Donner se interpuso entre los dos hombres. La pregunta sobre los sensores de calor estaba bien pensada y el iraní ignoraba la respuesta. No podían permitirse el lujo de esperar al día siguiente para averiguarla.

—¿Cuál era la segunda razón, comandante?

—He estado hablando personalmente con el capitán del
Leviathan
esta tarde. Él me vaticinó que Hardin estarían en el golfo Pérsico antes de que recibiéramos el parte del helicóptero. Conoce la manera de pensar de ese hombre.

—¿Le dijo dónde creía que se escondería? —preguntó Donner.

—Sí. Dijo que se ocultaría en los bancos. Dijo que le buscáramos entre los arrecifes.

—Los arrecifes no le ocultarán de la vigilancia aérea —replicó el árabe.

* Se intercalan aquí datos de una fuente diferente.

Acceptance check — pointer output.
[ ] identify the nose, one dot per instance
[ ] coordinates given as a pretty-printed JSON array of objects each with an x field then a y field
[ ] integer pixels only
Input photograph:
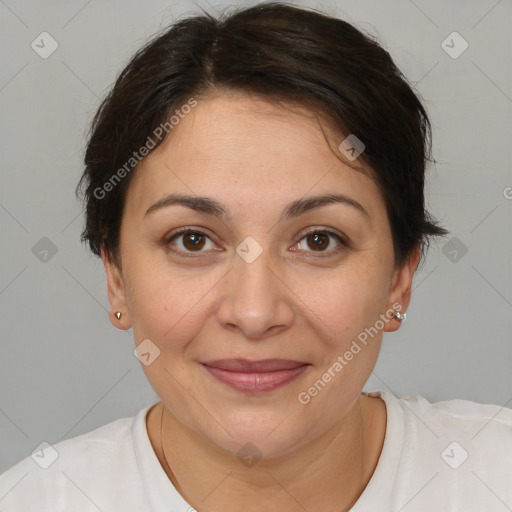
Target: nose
[{"x": 256, "y": 299}]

—Las islas sí le ocultarán y puede que también los arrecifes. ¿Cuánto tardaron en localizar el
Bell Huey
que se les estrelló el mes pasado? ¿Cuatro días? ¿Cinco días?

El árabe se ruborizó.

—Estaba medio sumergido.

—El golfo es grande —comentó diplomáticamente Donner—. Muy grande. Y esa es la razón, amigos míos, de que tal vez lo más conveniente sea combinar nuestros esfuerzos en un registro simultáneo por mar y aire de una sola zona concreta.

—Muy grande —reconoció el árab—. Casi como el desierto.

—Pero Hardin tiene que contar con el límite que le impone la velocidad de su barco —intervino el iraní.

Extendiendo el pulgar y el índice como si fueran las púas de un calibrador, los apoyó sobre el mapa dejando a Halul situada entre los dos y después trazó dos líneas paralelas hacia el este en un recorrido de sesenta millas a lo largo de la ruta marítima.

—Ocho nudos es lo máximo que puede conseguir navegando a vela. Seis con el motor. Treinta millas como máximo en un plazo de cuatro horas. No puede apartarse demasiado de la ruta del
Leviathan
en uno u otro sentido. No puede esconderse en la península de Qatar, por ejemplo, ni adentrarse más de treinta millas en el Banco de las Perlas.

—¿Está de acuerdo? —le preguntó Donner al Saudita.

El aviador asintió a regañadientes, después respondió con una frase que le permitía presentar como propia la conclusión.

—Nuestros helicópteros ya están concentrando sus esfuerzos en esa zona.

—Tal vez —sugirió Donner con voz suave y modales desenvueltos—, tal vez deberíamos concentrar nuestros esfuerzos en un lado de la ruta.

—Tal vez.

Donner se frotó la barbilla y fingió examinar el mapa.

—Puede que el Banco de las Perlas sea el lugar más lógico para ocultarse con un barco pequeño, tal como sugirió el capitán del
Leviathan
.

—No hay ningún escondrijo al norte de la ruta marítima.

—Están los campos petrolíferos —apuntó el Saudita.

—Pero son lugares muy transitados —objetó Donner—. Los hombres que trabajan allí ya están sobre aviso de que se busca un velero. Esas aguas están llenas de hombres trabajando en las plataformas y de barcazas y laúdes a todas horas del día y de la noche. Además, no es un lugar…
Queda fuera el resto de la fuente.